The --patch option can be added to git add, and to some other Git commands concerned with manipulating the index as well, to explicitly prompt you about staging or not staging different sections of the file, that it terms hunks. In our case, the process of including only the first change would look something like this:

$ git add --patch myproject.php
diff --git a/myproject.php b/myproject.php
index 7c20f21..c149190 100644
--- a/myproject.php
+++ b/myproject.php
@@ -1,5 +1,7 @@
 <?php
+ini_set("max_execution_time", 300);
+
 /**
 * Open main class.
 */
 Stage this hunk [y,n,q,a,d,/,j,J,g,e,?]? y
 @@ -120,7 +122,7 @@ class MyProject
 public function dumpvalue($value)
 {
-    print htmlentities($value, "UTF-8", ENT_COMPAT);
+    print htmlentities($value, ENT_COMPAT, "UTF-8");
 }
Stage this hunk [y,n,q,a,d,/,K,g,e,?]? n

This done, if you compare the output of git diff --staged and git diff, you’ll notice that there are changes staged ready for commit in the file, and also changes that are not staged that we can commit separately later:

$ git diff --staged
diff --git a/myproject.php b/myproject.php
index 7c20f21..4bb2362 100644
--- a/myproject.php
+++ b/myproject.php
@@ -1,5 +1,7 @@
 <?php
+ini_set("max_execution_time", 300);
+
 /**
 * Open main class.
 */

$ git diff
diff --git a/myproject.php b/myproject.php
index 4bb2362..c149190 100644
--- a/myproject.php
+++ b/myproject.php
@@ -122,7 +122,7 @@ class MyProject
 public function dumpvalue($value)
 {
-    print htmlentities($value, "UTF-8", ENT_COMPAT);
+    print htmlentities($value, ENT_COMPAT, "UTF-8");
 }

So your staging area is all ready with just that one change in it, and all you need to do is type git commit with an appropriate message:

$ git commit -m "Allowed longer runtime"
[master 19d9068] Allowed longer runtime
1 files changed, 2 insertions(+), 0 deletions(-)

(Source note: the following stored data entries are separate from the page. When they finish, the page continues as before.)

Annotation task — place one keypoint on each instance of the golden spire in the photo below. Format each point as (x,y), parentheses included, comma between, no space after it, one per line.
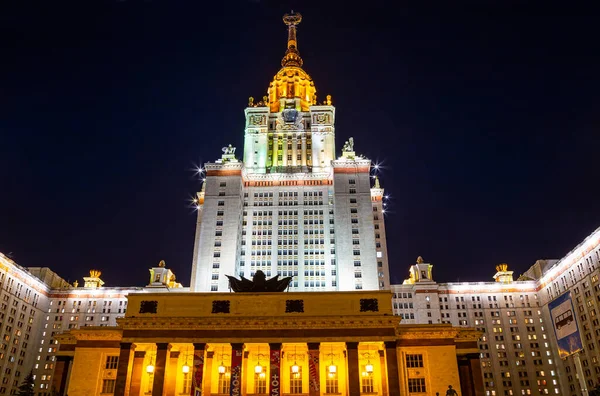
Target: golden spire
(292,56)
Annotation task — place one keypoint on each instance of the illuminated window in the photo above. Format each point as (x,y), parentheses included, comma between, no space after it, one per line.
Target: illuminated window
(108,386)
(260,380)
(187,383)
(224,380)
(414,360)
(366,380)
(111,362)
(295,379)
(416,385)
(331,383)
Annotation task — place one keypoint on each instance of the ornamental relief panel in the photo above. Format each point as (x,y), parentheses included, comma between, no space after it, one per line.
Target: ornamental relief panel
(322,118)
(257,120)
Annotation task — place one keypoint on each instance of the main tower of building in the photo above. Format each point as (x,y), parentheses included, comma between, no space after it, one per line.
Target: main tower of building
(289,207)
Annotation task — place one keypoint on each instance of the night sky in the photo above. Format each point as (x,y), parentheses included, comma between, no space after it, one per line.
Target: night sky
(484,115)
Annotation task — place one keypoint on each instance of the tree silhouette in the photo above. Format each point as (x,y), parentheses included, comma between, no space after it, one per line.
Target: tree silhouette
(27,387)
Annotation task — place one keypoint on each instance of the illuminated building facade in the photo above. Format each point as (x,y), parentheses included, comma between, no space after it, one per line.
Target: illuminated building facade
(290,207)
(303,343)
(519,354)
(36,305)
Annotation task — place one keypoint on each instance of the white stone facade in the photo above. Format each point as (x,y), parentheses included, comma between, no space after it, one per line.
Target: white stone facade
(290,208)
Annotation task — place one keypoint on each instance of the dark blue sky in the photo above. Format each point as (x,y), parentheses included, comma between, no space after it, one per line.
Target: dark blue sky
(486,116)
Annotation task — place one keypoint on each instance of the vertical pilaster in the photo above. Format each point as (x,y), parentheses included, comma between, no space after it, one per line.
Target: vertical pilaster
(237,376)
(136,373)
(160,368)
(353,369)
(207,380)
(61,373)
(304,149)
(171,374)
(314,382)
(275,150)
(285,152)
(275,369)
(244,385)
(391,356)
(384,383)
(469,371)
(294,151)
(122,369)
(475,362)
(198,369)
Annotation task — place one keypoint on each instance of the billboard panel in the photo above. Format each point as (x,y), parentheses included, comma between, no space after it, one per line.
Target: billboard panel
(564,321)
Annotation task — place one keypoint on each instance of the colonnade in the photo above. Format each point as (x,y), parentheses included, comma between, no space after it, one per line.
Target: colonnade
(340,368)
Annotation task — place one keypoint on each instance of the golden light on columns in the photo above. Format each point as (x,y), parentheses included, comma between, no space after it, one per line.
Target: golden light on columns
(295,368)
(222,368)
(332,368)
(258,368)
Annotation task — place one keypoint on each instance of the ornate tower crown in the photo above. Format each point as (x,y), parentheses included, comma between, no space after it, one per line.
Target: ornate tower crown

And the other change you made is still there, waiting to be staged and committed whenever you see fit:

$ git diff
diff --git a/myproject.php b/myproject.php
index 4bb2362..c149190 100644
--- a/myproject.php
+++ b/myproject.php
@@ -122,7 +122,7 @@ class MyProject
 public function dumpvalue($value)
 {
-    print htmlentities($value, "UTF-8", ENT_COMPAT);
+    print htmlentities($value, ENT_COMPAT, "UTF-8");
 }

Other methods

Because Git’s index can be manipulated with its lower-level tools very easily, you can treat the differences between your changes and the index like any other diff task. This means more advanced tools like Fugitive for Vim can be even better for seeing changesets in individual files as you stage them for commit. Check out Drew Neil’s Vimcast series on Fugitive if you’re interested in doing this; it’s quite an in-depth series of videos, but very much worth watching if you’re a Vim user who wants to understand and use Git to its fullest, and you really value precision and clarity in your commits.